In general, since the viewing angle with respect to the recognition target is increased as the depth distance X is decreased, it is possible to recognize the recognition target even when the angular resolution is low. On the other hand, since the viewing angle with respect to the recognition target is decreased as the depth distance X is increased, high angular resolution is required for recognizing the recognition target. In the embodiment, the LiDAR 5 acquires the depth distance X to the road surface of the road RD in the traveling direction for each detection point, and the determination unit 113 determines the interval of the detection points required for the recognition unit 111 to recognize the three-dimensional object at the depth distance X. In addition, for the road surface where the depth distance X cannot be obtained by the LiDAR 5, the prediction unit 114 predicts the road surface on the basis of the road surface gradient map, and the determination unit 113 determines the interval of detection points required for the recognition unit 111 to recognize the above-described three-dimensional object at the depth distance X on the predicted road surface.
With this configuration, the interval of the detection points of the three-dimensional point cloud data used for the recognition processing by the recognition unit 111 is appropriately controlled by the determination unit 113, so that the total number of pieces of detection data used for the recognition processing can be suppressed. That is, the processing load of the processing unit 11 can be reduced without decreasing the recognition accuracy of the position or the size of the object or the like as the detection target of the external environment recognition apparatus 50.
In addition, in the embodiment, even in a case where the subject vehicle 101 travels on the road RD that is not included in the high-precision map information, the road RD to travel for the first time in a state in which the high-precision map information is not included, and the road RD that is changed to a mode different from the high-precision map information due to construction or the like, it is possible to determine the interval of the detection points required for the recognition unit 111 to recognize the three-dimensional object at each depth distance X while acquiring the depth distance X to the road surface of the road RD in the traveling direction for each detection point by using the LiDAR 5.
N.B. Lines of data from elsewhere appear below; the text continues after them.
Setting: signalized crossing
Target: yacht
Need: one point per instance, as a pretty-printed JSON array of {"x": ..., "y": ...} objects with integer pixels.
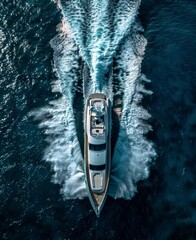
[{"x": 97, "y": 150}]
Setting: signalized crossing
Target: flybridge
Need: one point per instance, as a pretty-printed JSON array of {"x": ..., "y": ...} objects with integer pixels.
[{"x": 97, "y": 157}]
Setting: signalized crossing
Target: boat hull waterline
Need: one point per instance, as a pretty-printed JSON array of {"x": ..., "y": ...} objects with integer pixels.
[{"x": 97, "y": 149}]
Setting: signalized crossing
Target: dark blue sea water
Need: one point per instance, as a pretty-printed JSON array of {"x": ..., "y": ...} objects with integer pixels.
[{"x": 35, "y": 59}]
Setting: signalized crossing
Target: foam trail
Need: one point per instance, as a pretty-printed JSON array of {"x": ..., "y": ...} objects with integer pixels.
[
  {"x": 99, "y": 26},
  {"x": 104, "y": 33},
  {"x": 63, "y": 151}
]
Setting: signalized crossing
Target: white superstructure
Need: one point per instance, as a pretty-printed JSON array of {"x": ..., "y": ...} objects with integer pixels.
[{"x": 97, "y": 148}]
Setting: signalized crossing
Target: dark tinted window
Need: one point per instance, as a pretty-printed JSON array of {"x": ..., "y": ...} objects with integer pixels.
[
  {"x": 97, "y": 167},
  {"x": 98, "y": 147}
]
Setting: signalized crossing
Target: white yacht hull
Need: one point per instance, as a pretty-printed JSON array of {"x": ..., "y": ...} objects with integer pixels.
[{"x": 97, "y": 151}]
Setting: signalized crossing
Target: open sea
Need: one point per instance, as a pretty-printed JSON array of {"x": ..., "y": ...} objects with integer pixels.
[{"x": 142, "y": 55}]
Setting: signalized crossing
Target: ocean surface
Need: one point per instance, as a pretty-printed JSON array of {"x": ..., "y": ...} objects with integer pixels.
[{"x": 142, "y": 54}]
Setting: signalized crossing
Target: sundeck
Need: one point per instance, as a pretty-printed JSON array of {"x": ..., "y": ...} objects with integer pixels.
[{"x": 97, "y": 152}]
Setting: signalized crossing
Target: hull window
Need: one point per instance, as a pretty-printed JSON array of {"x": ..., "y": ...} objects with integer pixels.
[
  {"x": 97, "y": 167},
  {"x": 99, "y": 147}
]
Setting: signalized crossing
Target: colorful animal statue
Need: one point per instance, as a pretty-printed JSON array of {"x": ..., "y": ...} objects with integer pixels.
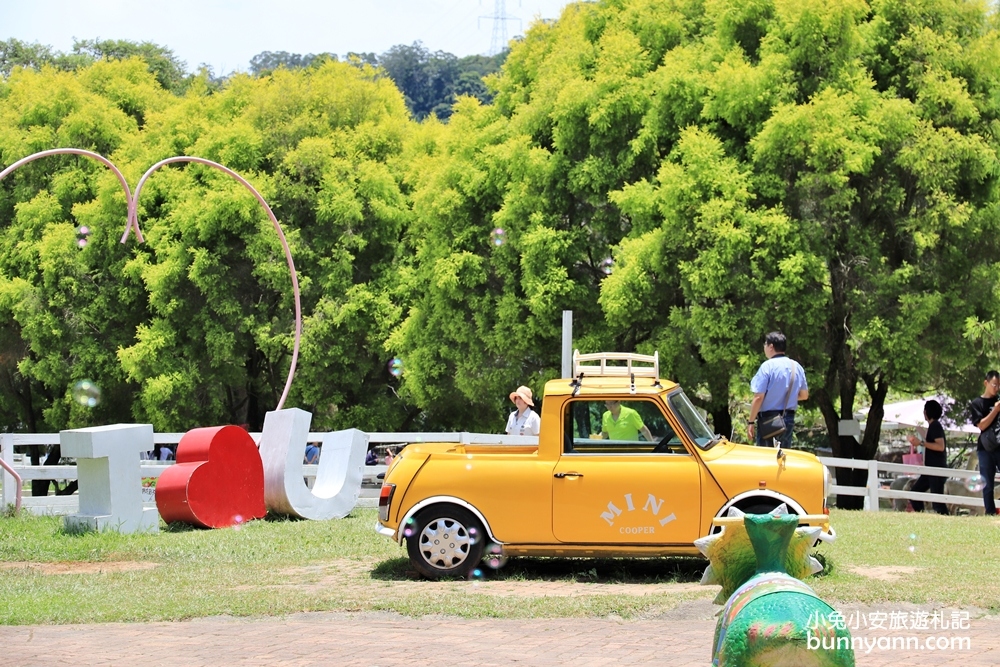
[{"x": 771, "y": 618}]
(2) The external environment recognition apparatus 50 further includes the position measurement unit 2 as a position detection unit that detects the position of the subject vehicle 101 on the basis of information from a satellite, and the prediction unit 114 as an adjustment unit that relatively shifts the position of the subject vehicle 101 detected by the position measurement unit 2 and the positions of the map information and the gradient information.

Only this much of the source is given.